Classification Types

I. Introduction

A new enhanced feature called the classification type (CT) is a proposed addition to the Lexicon to impove the performance of NLP applications that use the Lexicon. These classification types can be archaic, source, informal, or other.

  • Terms classified as archaic, such as cozen, colde and benight, are considered no longer in common use in modern corpora (such as MEDLINE). These terms may have modern equivalents in the same lexical record (colde for cold) or in separate ones (ye for the). Archaic terms can be excluded when dealing with modern corpora.
  • normalization on spelling variants from foreign English into US English is needed if the source is from a foreign country. For example, British English (analyse, leukaemia, tumour) can be normalized to US English (analyze, leukemia, tumor). These terms are classified as source.
  • consumers often use informal language when they ask questions. For example, bomb for success, or grandpa for grandfather are used primarily in colloquial contexts. The performance of automated consumer question understanding could be improved if the Lexicon provides informal terms with their cross-referenced (CR) formal terms (synonyms). For example, grandpa (no concept found in UMLS) can be effectively mapped to grandfather (C0337475) with query expansion by substituting formal synonyms for their informal terms.

II. Design

III. Implementation

  • New records:
    Classification types are added to new lexical records during lexicon building by NLM linguists through a Web-based tool, LexBuild.
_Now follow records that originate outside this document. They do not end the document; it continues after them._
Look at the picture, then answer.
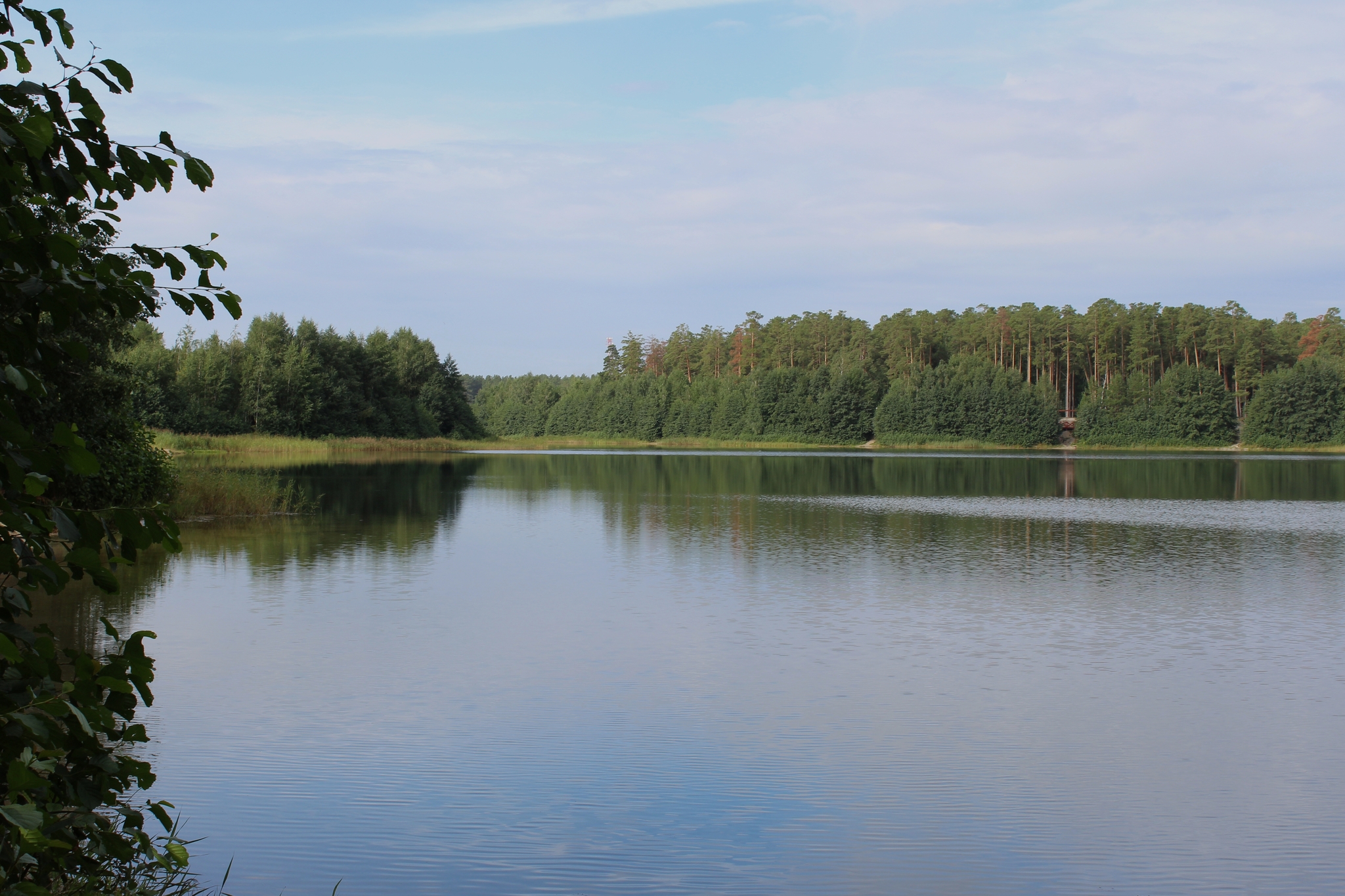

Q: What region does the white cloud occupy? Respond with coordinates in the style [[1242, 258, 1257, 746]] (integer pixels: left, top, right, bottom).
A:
[[116, 3, 1345, 372], [333, 0, 760, 36]]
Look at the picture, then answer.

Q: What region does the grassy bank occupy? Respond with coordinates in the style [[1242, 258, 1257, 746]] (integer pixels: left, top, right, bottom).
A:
[[155, 431, 882, 458], [155, 433, 1345, 459], [169, 463, 311, 520]]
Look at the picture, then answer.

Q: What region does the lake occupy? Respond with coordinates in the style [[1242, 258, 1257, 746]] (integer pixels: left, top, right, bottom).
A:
[[46, 452, 1345, 896]]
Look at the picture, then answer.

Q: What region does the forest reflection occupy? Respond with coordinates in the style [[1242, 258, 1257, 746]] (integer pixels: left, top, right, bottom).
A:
[[39, 452, 1345, 649]]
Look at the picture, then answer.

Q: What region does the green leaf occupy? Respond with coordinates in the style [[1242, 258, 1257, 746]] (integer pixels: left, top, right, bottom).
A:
[[0, 40, 32, 74], [46, 234, 79, 267], [145, 802, 172, 830], [9, 712, 51, 739], [62, 447, 100, 475], [5, 754, 47, 790], [66, 702, 93, 738], [0, 803, 41, 830], [51, 508, 83, 542], [99, 59, 135, 93], [168, 289, 196, 314], [23, 473, 51, 497], [4, 364, 28, 393], [191, 293, 215, 321], [51, 423, 85, 447], [164, 253, 187, 280], [20, 7, 51, 47], [215, 293, 244, 320], [184, 156, 215, 192], [9, 113, 55, 158], [47, 9, 76, 50], [89, 67, 121, 93]]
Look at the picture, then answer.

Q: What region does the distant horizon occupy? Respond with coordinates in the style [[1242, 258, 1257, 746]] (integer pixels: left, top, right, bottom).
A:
[[150, 298, 1340, 379], [84, 0, 1345, 371]]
New GUI components for adding CTs and the enhanced LexCheck software for validating syntax and contents of CTs are integrated in LexBuild.

  • Exisitng records:
    CT tagging on existing lexical records is also done through LexBuild.
    • class_type=unassigned is added to all existing records, and removed after it is tagged.
      • Backup (and remove suffix) all DB tables to ${LEX_BUILD}/data/DbTables/Tables.mmddyy
      • inject class_type=unassigned to DB Tables files
        • shell> cd ${LEX_BUILD}/Tools/LoadDb
        • shell> injectClassTypeUnassigned
          input directory: ${LEX_BUILD}/data/DbTables/Tables.mmddyy
          output directory: ${LEX_BUILD}/data/DbTables/Tables.mmddyy.ij
        • link Tables.mmddyy.ij to Tables
      • Load Tables files (class_type=unassigned) to DB
        • shell> DbScript
          6, 12 (drop tables, all)
          1, 12 (create tables, all)
          2, 12 (load tables, all)
    • Computer-aided features for retrieving records by specified patterns, like suffix, prefix, substring, category, EUI, etc. are implemented for systematic tagging.

  • Lexicon tables:
    Post-process programs are implemented to generate new Lexicon tables, including archaic terms, spelling variants with originated sources and informal terms with their formal synonyms, for the Lexicon annual release.